Biz Müslümanlar, başkalarının önerdiği kalıplara girmeyi, diktiği elbiseleri giymeyi ve yaptığı adlandırmalarla anılmayı pek severiz.

Köktendinci, sosyal demokrat, siyasal İslam, laik Müslüman, modern Müslüman vb. gibi adlandırma nitelemelerle bizi tanıtanlara teslim olmayı severiz.

Kadınlarımız da onların modacılarının 'tesettür' adı altında üretip kendilerini 'metaya' çeviren giysileri de pek severler.

İfade etmek istediğimiz odur ki, kendimize elbise biçemiyor, yemek pişiremiyor ve hatta adımızı koyamıyoruz, savrulup gidiyoruz.

Bu nedenledir ki, İslam coğrafyasındaki yapılanmalar Karadenizli Temel gibi bir türlü 'TİKİNE' duramıyor.

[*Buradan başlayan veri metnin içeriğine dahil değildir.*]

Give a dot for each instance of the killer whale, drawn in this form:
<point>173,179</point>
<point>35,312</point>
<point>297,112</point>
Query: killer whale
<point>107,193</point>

İslam coğrafyasındaki hareketler bilerek ya da bilmeyerek İslam dinini Asr-i Saadet'ten günümüze taşıyamamışlardır. Gerek siyasal ve gerekse salt İslam cemaati olarak taşıyamamışlardır.

Söz konusu yapılanma aktarılırken Müslümanların 1400 yıllık siyasal, sosyal, ekonomik ve kültürel evrimi hesaplanamamıştır. Başkalarının adlandırmalarıyla oluşan adlandırmalara ve kalıplara oturtulduk. Her şeyi başkalarının yansıması niteliğindeki alfabeleri ve gözleriyle okuduk.

Bu konuda hiç akıllanmadık.

İslam hukuku kitaplarında İslam Anayasa Hukuku kaynaklarını Kitap, Sünnet ve Sahabe uygulamaları ile Asr-i Saadet'ten günümüze kadar gelip geçmiş İslam alimlerinin içtihatları olarak yazarız da uygulamada yani İslami siyasal, sosyal, ekonomik ve kültürel bir toplum inşası için sadece Asr-i Sadet'i baz alır, diğerlerini hesaba katmayız.

Asr-i Saadet'te var olan kaynaklardan da sadece Kur'an-ı Kerim'i alırız.

1400 yıllık birikim ve deneyimi bir kenara iterek eksik kaynaklarla İslamı anlamaya ve anlatmaya çalışmak kasıtlı bir düşmanlık ya da tağyir (değiştirme) projesi değilse, nedir?

Müslüman halkın oylarıyla iktidara getirdiklerimizi bile onların adlandırmalarıyla adlandırıyor ve yine onların kriterleriyle değerlendiriyoruz.

Bunun adını biz koyup kendi değer ve kavramlarımızla adlandırıp eleştiremeyiz mi?

Evet, biz kimleriz?

Biz, 'BİZ' olamayacak mıyız?

Peygamberimiz(sav))'i hep Ebu Cehil'in gördüğü gibi görmeye mahkum muyuz?

Ebu Bekir'in(ra) gördüğü gibi görüp tanıyamayacak mıyız?